12. People go but how they left always stays.

Cuando Jolyne era pequeña lloraba hasta quedarse dormida todas las noches. Siempre se quedaba mirando el techo, pensando en las manos de su padre acariciándola las mejillas y despidiéndose de ella; era entonces cuando la primera lágrima caía, y su mente la torturaba repitiendo constantemente las palabras de despedida de Jotaro. Entonces cerraría los puños y se frotaría los ojos con rabia, habiéndose prometido que no volvería a llorar por el tonto de papá. En algún momento de la noche el sueño la vencería, y entre peluches de animales marinos, se quedaría dormida hasta el día siguiente. Siempre soñaba lo mismo – viendo como su padre se despedía de ella sin girarse siquiera, como si no quisiera verla nunca más. Su madre la retenía en contra de su voluntad, y por mucho que chillase y patalease, Jotaro se alejaba más y más de ella. Entonces cerraba la puerta y la casa se quedaba en silencio. Siempre el mismo sueño, siempre la misma forma de despertarse – con la cara empapada por sus propias lágrimas.

Se levantaba cansada, lo que daba lugar a que estuviese también enfadada. Nunca quiso admitirlo, pero sabía que el enfado era la única manera que tenía de parecer más fuerte de lo como realmente se sentía. Por dentro era apenas una chiquilla triste que solo quería que su padre la cuidase. Así se formó el espacio vacío dentro del pecho de Jolyne, aquel reservado únicamente para Jotaro; y por mucho que llorase rogando que el dolor se fuese, o que su madre la mimase con la esperanza de que se sintiese mejor, aquel agujero negro la absorbía y la dejaba triste por días.

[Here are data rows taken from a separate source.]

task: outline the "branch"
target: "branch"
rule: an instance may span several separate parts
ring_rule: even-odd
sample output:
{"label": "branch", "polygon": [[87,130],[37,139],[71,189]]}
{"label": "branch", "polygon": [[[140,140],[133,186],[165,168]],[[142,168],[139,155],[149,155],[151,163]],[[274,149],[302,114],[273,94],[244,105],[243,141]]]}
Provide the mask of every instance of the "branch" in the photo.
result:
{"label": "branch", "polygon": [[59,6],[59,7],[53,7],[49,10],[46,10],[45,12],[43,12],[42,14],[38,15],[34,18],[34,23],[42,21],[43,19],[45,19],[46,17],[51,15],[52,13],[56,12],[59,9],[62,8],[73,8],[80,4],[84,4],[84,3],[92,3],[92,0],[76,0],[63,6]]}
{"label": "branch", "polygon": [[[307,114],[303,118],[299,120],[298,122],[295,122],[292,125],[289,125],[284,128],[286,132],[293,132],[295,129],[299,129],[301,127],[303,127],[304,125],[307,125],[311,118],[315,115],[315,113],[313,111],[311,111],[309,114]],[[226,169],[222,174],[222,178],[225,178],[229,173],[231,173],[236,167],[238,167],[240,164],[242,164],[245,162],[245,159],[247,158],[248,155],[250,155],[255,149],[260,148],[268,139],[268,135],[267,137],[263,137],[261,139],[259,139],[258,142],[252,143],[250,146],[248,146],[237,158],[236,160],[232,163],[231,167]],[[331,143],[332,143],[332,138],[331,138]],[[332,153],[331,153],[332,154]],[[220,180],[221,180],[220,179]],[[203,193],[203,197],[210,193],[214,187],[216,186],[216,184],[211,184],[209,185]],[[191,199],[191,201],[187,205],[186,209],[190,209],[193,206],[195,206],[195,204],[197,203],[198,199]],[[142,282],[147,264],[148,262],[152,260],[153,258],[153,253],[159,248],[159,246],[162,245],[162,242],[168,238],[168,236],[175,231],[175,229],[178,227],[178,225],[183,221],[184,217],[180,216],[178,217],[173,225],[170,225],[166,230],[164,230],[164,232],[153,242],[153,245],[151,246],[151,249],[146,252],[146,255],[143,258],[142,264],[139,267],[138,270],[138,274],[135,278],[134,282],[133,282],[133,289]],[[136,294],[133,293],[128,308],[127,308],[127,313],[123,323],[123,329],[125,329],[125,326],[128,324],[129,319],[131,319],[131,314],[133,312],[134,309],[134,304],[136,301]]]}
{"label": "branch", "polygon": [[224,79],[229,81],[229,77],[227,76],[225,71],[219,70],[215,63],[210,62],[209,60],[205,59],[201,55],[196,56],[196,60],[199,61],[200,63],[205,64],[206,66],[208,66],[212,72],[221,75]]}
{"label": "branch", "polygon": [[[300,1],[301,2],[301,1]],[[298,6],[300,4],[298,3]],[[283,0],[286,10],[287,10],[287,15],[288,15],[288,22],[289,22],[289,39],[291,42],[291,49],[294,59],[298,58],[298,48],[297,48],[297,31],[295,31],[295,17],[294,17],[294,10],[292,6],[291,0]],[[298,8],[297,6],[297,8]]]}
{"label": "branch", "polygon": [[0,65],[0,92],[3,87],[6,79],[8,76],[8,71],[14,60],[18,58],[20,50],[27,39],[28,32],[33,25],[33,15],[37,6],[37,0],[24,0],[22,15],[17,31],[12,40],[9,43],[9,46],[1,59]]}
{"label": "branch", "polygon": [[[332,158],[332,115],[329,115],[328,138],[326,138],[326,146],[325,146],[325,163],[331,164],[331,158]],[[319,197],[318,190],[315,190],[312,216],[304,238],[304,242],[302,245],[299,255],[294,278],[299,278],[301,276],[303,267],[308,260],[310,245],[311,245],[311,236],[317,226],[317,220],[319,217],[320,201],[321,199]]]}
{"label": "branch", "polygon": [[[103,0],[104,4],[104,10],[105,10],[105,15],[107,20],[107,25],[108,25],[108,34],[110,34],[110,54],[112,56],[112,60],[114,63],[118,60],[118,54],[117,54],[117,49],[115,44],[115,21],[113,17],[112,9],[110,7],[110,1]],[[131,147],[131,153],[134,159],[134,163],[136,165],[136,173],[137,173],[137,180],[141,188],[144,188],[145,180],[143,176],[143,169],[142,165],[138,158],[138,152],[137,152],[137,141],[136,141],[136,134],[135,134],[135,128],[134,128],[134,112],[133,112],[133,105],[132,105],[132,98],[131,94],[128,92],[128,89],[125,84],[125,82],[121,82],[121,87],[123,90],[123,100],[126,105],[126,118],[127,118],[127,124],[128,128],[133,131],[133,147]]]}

Aquella noche cenó antes de lo habitual – no es que tuviese hambre, pero su madre la obligó casi histérica a que comiese y subiese a su habitación. Ella, a regañadientes, obedeció. Se sentó en el escritorio para hacer los deberes, fijándose en la foto que descansaba allí. La cogió con sus pequeñas manos y la miró. Estaba papá, y mamá, y ella. La cogían de las manos y ella sonreía con todas sus fuerzas; ambos la estaban mirando, pero ella tenía los ojos cerrados. Volvió a mirarla una última vez y la volvió a dejar en su sitio. Alcanzando la mochila y sacando los libros, suspiró y abrió el primero por la página que tenía marcada.

No tardó mucho en acabar la tarea, así que se metió a la cama, abrazando el peluche del delfín que le regaló papá. A veces le echaba la colonia de Jotaro y abrazaba al peluche con fuerza, imaginándose que era su padre quien se encontraba entre sus brazos. Aquella noche no iba a ser diferente, así que se quedó mirando el techo. Un rato después, aún con las lágrimas humedeciéndola las mejillas, se quedó dormida.

Fue entonces cuando Jotaro entró en silencio en la habitación, abriendo la puerta con sumo cuidado. Había regresado solo aquella noche a casa, pero sabía que no era bien recibido, por eso debía marcharse. Sin embargo, quería ver a Jolyne. Se acercó a su cama y le acarició las mejillas, encontrándoselas mojadas. Se mordió el labio inferior, pero no dijo nada. La dio un pequeño beso en la frente y la observó antes de darse la vuelta para salir. Su pelo desparramado por la almohada le había crecido, y ella ya casi era una señorita. Jolyne se había hecho mayor, y ese pensamiento le hizo sonreír.

Antes de marcharse, sin embargo, reparó en el peluche del delfín que estaba abrazando su hija. Se bajó un poco más la gorra y volvió a cruzar el umbral de la puerta, cerrándola tras de sí.

Aquella noche Jolyne soñó con Jotaro. En vez de rogarle que no se fuera, como siempre hacía, le daba la bienvenida a casa.